Rachel Farrar, who serves as co-counsel with O’Carroll in the Kepler case, called CHT “a small company” and said she wants to know if the company’s mistakes in Fulton County, Georgia’s most populous county, could be happening elsewhere.

She questions whether the issues in Fulton County were a fluke, or a symptom of a larger problem.

“What happened there was you had Georgia tell CHT, ‘Hey, here is a problem, you need to fix it,’” Farrar said of the legacy data the courts ruled CHT improperly utilized. “And CHT didn’t do it, they kept doing what they were doing … if that was happening there, could it be happening here?”

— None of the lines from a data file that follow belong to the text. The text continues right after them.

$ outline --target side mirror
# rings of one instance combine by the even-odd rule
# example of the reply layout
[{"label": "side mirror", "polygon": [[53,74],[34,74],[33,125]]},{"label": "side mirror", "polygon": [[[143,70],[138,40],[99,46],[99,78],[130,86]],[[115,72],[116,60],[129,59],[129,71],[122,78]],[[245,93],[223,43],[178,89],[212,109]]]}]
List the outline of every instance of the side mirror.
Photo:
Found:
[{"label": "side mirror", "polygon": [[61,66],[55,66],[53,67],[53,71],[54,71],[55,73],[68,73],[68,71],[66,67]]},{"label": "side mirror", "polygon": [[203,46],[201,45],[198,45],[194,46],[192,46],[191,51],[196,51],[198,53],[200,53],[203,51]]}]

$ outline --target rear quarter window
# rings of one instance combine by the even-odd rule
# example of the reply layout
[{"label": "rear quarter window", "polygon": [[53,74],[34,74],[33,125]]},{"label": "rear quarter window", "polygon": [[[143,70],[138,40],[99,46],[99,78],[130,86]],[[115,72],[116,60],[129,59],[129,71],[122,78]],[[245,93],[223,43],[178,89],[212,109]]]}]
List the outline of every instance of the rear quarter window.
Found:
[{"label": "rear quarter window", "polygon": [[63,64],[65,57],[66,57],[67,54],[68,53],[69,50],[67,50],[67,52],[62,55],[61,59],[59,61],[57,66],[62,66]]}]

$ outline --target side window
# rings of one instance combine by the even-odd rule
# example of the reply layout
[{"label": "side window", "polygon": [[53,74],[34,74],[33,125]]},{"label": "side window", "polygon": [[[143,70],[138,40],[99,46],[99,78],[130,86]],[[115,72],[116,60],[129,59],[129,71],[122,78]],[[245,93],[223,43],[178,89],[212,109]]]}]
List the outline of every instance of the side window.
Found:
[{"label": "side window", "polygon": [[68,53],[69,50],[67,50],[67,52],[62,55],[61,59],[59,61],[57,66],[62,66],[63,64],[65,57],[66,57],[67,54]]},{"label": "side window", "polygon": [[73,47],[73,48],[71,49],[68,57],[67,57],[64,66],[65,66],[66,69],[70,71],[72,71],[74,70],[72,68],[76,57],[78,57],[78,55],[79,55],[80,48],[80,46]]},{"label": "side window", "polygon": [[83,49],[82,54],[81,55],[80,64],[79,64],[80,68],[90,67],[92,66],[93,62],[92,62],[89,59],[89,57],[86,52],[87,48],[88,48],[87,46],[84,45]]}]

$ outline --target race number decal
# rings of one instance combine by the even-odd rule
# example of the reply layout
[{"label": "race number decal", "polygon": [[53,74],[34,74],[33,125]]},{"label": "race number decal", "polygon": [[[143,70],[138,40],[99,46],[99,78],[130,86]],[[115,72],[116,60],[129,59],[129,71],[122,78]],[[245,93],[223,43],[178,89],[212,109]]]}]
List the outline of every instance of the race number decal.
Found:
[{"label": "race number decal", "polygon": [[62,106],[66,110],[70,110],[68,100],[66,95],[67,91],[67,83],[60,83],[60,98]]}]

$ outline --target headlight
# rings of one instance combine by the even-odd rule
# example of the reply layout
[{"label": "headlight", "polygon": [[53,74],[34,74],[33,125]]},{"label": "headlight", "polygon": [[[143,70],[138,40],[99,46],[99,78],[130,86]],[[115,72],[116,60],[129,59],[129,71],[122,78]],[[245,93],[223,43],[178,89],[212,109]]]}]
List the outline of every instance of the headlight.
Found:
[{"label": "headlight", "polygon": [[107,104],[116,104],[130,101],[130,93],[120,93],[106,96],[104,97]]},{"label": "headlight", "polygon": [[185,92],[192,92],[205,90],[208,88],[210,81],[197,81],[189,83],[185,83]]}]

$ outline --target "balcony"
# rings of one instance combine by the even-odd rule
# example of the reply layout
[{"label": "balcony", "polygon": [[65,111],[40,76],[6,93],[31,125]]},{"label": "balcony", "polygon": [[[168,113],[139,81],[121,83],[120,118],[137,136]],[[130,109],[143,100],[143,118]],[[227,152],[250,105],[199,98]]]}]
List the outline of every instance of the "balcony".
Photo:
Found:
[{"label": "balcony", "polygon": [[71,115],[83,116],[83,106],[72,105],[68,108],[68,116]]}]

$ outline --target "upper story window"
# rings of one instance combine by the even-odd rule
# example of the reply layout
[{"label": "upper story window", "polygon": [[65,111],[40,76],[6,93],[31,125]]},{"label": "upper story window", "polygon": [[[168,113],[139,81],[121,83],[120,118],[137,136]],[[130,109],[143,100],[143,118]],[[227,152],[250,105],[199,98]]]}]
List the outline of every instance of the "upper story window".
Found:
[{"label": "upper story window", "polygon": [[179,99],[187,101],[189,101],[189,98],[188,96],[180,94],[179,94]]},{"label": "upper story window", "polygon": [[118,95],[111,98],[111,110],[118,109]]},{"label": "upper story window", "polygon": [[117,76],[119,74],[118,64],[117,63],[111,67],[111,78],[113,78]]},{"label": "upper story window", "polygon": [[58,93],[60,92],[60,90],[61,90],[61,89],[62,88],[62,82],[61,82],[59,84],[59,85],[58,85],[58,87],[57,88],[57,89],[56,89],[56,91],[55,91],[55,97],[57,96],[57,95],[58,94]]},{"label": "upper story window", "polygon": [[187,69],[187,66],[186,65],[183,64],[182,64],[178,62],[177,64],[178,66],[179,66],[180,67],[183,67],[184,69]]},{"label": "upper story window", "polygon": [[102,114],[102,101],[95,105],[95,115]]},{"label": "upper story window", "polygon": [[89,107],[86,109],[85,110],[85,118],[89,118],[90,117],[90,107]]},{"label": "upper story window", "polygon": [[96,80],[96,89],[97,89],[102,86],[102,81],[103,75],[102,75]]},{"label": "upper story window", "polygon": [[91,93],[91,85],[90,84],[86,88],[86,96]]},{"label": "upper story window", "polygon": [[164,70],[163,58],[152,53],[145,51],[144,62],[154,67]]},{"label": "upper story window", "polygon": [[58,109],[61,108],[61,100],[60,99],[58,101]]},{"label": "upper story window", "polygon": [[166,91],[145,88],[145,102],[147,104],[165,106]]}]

Askins told The Frontier she was unaware of the issues between CHT and Fulton County. The Georgia Supreme Court ruling noted that the issues in Fulton County were at least in part due to Fulton County itself, which may have been improperly instructing CHT on which names to remove.

It hasn’t been all bad news for CHT. The company was touted in a recent article from a Corpus Christi, Texas, newspaper as having saved Nueces County taxpayers thousands of dollars due to the use of an online jury questionnaire.

A blog written on the CHT website said that in the past Nueces County “hadn’t made efficient use” of CHT’s product. According to the post, CHT officials met with court staff there, ironed out some issues, and things greatly improved.

“All it took was a re-evaluation of how they were using the tools already at their disposal,” the blog states. “Instead of one big change, they made a number of small changes that resulted in improvements and juror access. We look forward to their continued success as they maintain their enthusiasm for using the tools in front of them as effectively as possible.”